1) Dibangunnya fasilitas perhubungan dan irigasi.
2) Rakyat menderita dan miskin.
3) Rakyat mengenal sistem upah dengan uang, juga mengenal barang-barang ekspor dan impor.
4) Timbul pedagang perantara. Pedagang-pedagang tersebut pergi ke daerah pedalaman, mengumpulkan hasil pertanian dan menjualnya kepada grosir
5) Industri atau usaha pribumi mati karena pekerja-pekerjanya banyak yang pindah bekerja di perkebunan dan pabrik-pabrik.
c . Politik Etis
Politik pintu terbuka ternyata tidak membawa kemakmuran bagi rakyat Indonesia. Van Deventer mengecam pemerintah Belanda yang tidak memisahkan keuangan negeri induk dan negeri jajahan. Kaum liberal dianggap hanya mementingkan prinsip kebebasan untuk mencari keuntungan tanpa memerhatikan nasib rakyat. Contohnya perkebunan tebu yang mengeksploitasi tenaga rakyat secara besar-besaran.
Dampak politik pintu terbuka bagi Belanda sangat besar. Negeri Belanda mencapai kemakmuran yang sangat pesat. Sementara rakyat di negeri jajahan sangat miskin dan menderita. Oleh karena itu, van Deventer mengajukan politik yang diperjuangkan untuk kesejahteraan rakyat. Politik ini dikenal dengan politik etis atau politik balas budi karena Belanda dianggap mempunyai hutang budi kepada rakyat Indonesia yang dianggap telah membantu meningkatkan kemakmuran negeri Belanda. Politik etis yang diusulkan van Deventer ada tiga hal, sehingga sering disebut Trilogi van Deventer.
Berikut ini Isi Trilogi van Deventer.
1) Irigasi (pengairan), yaitu diusahakan pembangunan irigasi untuk mengairi sawah-sawah milik penduduk untuk membantu peningkatan kesejahteraan penduduk.
1) Edukasi (pendidikan), yaitu penyelenggaraan pendidikan bagi masyarakat pribumi agar mampu menghasilkan kualitas sumber daya manusia yang lebih baik.
2) Migrasi (perpindahan penduduk), yaitu perpindahan penduduk dari daerah yang padat penduduknya (khususnya Pulau Jawa) ke daerah lain yang jarang penduduknya agar lebih merata.
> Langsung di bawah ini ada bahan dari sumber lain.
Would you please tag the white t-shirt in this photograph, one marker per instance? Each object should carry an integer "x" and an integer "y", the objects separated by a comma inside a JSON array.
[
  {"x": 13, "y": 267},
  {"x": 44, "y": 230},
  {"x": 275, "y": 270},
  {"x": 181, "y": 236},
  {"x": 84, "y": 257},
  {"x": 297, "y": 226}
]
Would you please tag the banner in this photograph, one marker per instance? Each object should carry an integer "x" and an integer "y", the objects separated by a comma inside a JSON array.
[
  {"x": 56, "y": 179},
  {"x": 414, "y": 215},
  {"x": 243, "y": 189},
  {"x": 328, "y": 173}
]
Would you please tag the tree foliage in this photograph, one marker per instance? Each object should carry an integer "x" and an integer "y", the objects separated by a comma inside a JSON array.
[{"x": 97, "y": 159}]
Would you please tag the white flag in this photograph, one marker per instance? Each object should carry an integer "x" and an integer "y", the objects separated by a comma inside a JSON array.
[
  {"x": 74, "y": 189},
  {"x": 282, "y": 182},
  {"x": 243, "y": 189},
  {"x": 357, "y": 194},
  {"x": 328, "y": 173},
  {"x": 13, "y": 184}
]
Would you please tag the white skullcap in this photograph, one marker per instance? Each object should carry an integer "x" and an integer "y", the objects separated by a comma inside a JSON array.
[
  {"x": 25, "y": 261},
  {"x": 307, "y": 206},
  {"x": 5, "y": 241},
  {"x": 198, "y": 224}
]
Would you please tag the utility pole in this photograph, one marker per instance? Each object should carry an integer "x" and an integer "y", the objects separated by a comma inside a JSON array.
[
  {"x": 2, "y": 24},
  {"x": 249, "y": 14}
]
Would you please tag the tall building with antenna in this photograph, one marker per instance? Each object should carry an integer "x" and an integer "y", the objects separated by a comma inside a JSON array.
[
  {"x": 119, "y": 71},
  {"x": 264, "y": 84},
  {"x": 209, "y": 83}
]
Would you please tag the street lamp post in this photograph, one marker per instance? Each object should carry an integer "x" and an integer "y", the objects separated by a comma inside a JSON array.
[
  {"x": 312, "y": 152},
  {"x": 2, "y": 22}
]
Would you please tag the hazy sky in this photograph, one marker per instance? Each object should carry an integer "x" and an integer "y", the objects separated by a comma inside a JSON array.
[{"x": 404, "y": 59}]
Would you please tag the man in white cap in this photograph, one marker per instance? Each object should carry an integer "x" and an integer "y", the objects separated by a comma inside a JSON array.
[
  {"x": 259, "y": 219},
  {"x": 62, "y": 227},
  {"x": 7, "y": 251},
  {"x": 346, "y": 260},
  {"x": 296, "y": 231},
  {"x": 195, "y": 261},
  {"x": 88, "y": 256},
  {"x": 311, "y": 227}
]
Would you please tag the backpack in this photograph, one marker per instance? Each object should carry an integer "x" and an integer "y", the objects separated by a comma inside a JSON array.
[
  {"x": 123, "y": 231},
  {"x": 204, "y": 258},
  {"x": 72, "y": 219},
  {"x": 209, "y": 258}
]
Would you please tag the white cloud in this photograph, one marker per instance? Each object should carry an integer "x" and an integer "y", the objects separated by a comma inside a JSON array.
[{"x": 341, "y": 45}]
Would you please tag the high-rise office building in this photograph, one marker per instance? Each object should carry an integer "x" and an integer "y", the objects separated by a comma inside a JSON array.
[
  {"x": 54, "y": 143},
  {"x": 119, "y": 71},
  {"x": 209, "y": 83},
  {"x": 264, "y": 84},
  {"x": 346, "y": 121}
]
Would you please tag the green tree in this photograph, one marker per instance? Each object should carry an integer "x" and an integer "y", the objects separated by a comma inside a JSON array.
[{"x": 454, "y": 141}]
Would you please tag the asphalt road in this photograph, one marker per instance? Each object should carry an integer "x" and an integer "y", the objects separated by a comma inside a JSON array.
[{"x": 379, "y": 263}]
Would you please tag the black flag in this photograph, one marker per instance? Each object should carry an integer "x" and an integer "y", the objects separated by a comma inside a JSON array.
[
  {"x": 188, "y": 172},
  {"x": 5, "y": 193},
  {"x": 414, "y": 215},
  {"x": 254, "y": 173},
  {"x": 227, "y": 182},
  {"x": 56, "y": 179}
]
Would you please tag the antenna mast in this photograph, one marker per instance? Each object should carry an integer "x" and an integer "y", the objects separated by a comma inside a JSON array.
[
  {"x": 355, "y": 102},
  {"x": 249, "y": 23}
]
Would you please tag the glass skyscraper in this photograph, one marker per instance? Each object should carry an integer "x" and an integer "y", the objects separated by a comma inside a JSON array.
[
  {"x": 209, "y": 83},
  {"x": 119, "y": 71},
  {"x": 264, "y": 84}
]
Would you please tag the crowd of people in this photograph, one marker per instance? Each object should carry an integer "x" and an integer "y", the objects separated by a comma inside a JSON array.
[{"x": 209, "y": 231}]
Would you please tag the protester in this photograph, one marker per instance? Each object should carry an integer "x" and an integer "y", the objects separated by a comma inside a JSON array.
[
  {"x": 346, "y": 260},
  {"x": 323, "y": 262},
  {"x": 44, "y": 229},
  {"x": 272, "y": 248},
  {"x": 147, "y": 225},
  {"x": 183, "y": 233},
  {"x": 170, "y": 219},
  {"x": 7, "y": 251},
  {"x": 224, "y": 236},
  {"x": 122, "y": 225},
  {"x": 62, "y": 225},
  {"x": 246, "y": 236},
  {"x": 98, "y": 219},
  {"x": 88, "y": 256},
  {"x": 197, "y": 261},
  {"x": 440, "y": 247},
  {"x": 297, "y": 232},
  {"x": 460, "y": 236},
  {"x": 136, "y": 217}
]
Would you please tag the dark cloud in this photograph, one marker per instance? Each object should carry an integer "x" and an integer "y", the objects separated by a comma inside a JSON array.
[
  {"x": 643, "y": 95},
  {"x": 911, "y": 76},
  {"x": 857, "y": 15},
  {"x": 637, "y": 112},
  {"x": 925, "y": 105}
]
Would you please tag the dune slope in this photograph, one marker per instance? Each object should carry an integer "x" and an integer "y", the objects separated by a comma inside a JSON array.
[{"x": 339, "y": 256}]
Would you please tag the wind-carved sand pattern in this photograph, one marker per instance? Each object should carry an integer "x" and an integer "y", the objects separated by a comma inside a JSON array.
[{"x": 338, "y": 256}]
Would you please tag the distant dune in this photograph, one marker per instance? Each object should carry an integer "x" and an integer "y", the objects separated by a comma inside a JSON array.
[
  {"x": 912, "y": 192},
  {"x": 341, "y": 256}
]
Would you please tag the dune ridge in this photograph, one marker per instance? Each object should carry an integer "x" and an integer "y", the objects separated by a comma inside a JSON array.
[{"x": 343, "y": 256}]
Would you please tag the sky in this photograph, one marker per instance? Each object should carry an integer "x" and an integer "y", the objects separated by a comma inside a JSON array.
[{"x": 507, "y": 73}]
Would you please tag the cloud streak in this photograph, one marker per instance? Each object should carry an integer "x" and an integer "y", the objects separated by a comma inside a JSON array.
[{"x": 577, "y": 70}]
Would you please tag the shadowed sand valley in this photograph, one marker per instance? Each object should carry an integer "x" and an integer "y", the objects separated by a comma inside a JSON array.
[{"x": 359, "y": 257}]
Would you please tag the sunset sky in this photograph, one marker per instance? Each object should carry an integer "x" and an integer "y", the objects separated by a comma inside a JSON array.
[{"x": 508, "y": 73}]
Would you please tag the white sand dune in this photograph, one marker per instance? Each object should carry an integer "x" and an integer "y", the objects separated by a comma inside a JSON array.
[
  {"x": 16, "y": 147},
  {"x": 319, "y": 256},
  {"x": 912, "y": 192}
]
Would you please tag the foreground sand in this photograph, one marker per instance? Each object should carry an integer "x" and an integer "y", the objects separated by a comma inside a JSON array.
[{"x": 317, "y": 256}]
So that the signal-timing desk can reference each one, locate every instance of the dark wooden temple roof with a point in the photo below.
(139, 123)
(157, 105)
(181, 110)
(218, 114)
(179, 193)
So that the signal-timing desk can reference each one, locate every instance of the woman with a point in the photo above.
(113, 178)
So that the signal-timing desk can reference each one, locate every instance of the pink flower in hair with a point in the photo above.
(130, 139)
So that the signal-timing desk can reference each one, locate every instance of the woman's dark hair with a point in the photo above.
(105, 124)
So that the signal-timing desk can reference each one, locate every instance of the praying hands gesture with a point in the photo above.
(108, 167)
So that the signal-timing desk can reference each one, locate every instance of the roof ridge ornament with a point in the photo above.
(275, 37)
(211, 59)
Pada dasarnya kebijakan-kebijakan yang diajukan oleh van Deventer tersebut baik. Akan tetapi dalam pelaksanaannya terjadi penyimpangan-penyimpangan yang dilakukan oleh para pegawai Belanda. Berikut ini penyimpangan-penyimpangan tersebut.
1) Irigasi
Pengairan (irigasi) hanya ditujukan kepada tanah-tanah yang subur untuk perkebunan
swasta Belanda. Sedangkan milik rakyat tidak dialiri air dari irigasi.
2) Edukasi
Pemerintah Belanda membangun sekolah-sekolah. Pendidikan ditujukan untuk mendapatkan tenaga administrasi yang cakap dan murah. Pendidikan yang dibuka
untuk seluruh rakyat, hanya diperuntukkan kepada anak-anak pegawai negeri dan
orang-orang yang mampu. Terjadi diskriminasi pendidikan yaitu pengajaran di sekolah kelas I untuk anak-anak pegawai negeri dan orang-orang yang berharta, dan di sekolah kelas II kepada anak-anak pribumi dan pada umumnya.
3) Migrasi
Migrasi ke daerah luar Jawa hanya ditujukan ke daerah-daerah yang dikembangkan perkebunan-perkebunan milik Belanda. Hal ini karena adanya permintaan yang besar akan tenaga kerja di daerah-daerah perkebunan seperti perkebunan di Sumatra Utara, khususnya di Deli, Suriname, dan lain-lain. Mereka dijadikan kuli kontrak. Migrasi ke Lampung mempunyai tujuan menetap. Karena migrasi ditujukan untuk memenuhi kebutuhan akan tenaga kerja, maka tidak jarang banyak yang melarikan diri.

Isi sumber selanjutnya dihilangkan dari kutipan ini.